Two studies of Cope’s gray treefrog (H. chrysoscelis) have yielded behavioral estimates of SRM in line with data reported in the present study for the same species. Nityananda and Bee (2012) measured signal recognition thresholds (sensu Bee and Schwartz 2009) when advertisement calls were co-located with chorus-like noise or separated by 90 °. Thresholds were lower in the separated condition on about 70 % of trials, with an average SRM of 4.5 dB. This behavioral estimate of SRM is similar to the maximum SRM observed in the present study (4.0 dB). Hence, the magnitude of SRM based on differences in behavioral thresholds was similar to that observed for detection thresholds measured biophysically (this study) and electrophysiologically (Lin and Feng 2001), suggesting a tight linkage between signal detection and signal recognition in frogs.

In an earlier study of Cope’s gray treefrogs, Bee (2007) estimated SRM between co-located and 90 ° separated conditions to be somewhat higher, between 6 and 12 dB. This estimate was based not on differences in behavioral thresholds but on differences in the time required for females to complete their phonotactic approach toward a source of calls located 1 m away. Like other treefrogs (Feng et al. 1976; Rheinlaender et al. 1979), females of this species often exhibit a stereotypical zigzag pattern of phonotaxis toward a source of calls (Caldwell and Bee 2014). The off-axis listening that results from such an approach potentially improves source localization by maximizing binaural disparities. It might also provide a way for listeners to exploit their best-ear advantage when multiple sound sources are active concurrently. In the present study, the angular pattern and magnitude of best-ear advantage varied markedly with signal location and was much greater (and more asymmetrical) when signals were presented from a lateral position (up to 9 dB) compared with directly in front of the animal (up to 3.9 dB). A zigzag phonotactic approach, or off-axis listening more generally, in the presence of concurrent but spatially separated sounds might allow females to optimally exploit the directionality of their best-ear advantage while approaching a source of calls in noise. Notably, the midpoint of the range of SRM of 6 to 12 dB reported by Bee (2007) based on phonotaxis latencies falls precisely at the maximum best-ear advantage reported in the present study.

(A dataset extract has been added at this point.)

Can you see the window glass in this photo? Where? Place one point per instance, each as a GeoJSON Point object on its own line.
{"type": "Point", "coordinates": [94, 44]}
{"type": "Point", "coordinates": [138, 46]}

Although many insects and most tetrapod vertebrates have ears that are internally coupled, we still know very little about how such ears function in the perceptual analysis of noisy and complex acoustic scenes. The present study provides one vital piece of this larger puzzle. We believe treefrogs and orthopteran insects are among the best groups of animals for more in-depth investigations into these questions, because they have internally coupled ears and use them to solve biological analogues of the human cocktail party problem (McDermott 2009; Römer 2013; Vélez et al. 2013; Bee 2015). A deeper understanding of how internally coupled ears process spatial cues in the analysis of acoustic scenes will emerge by integrating biomechanical, neurophysiological, and behavioral studies within the same species and in more naturalistic listening conditions (Römer 2015). In turn, improved understanding of how internally coupled ears contribute to processing sounds in complex acoustic scenes might have translational benefits related to better microphone designs in hearing aids (Michelsen and Larsen 2008).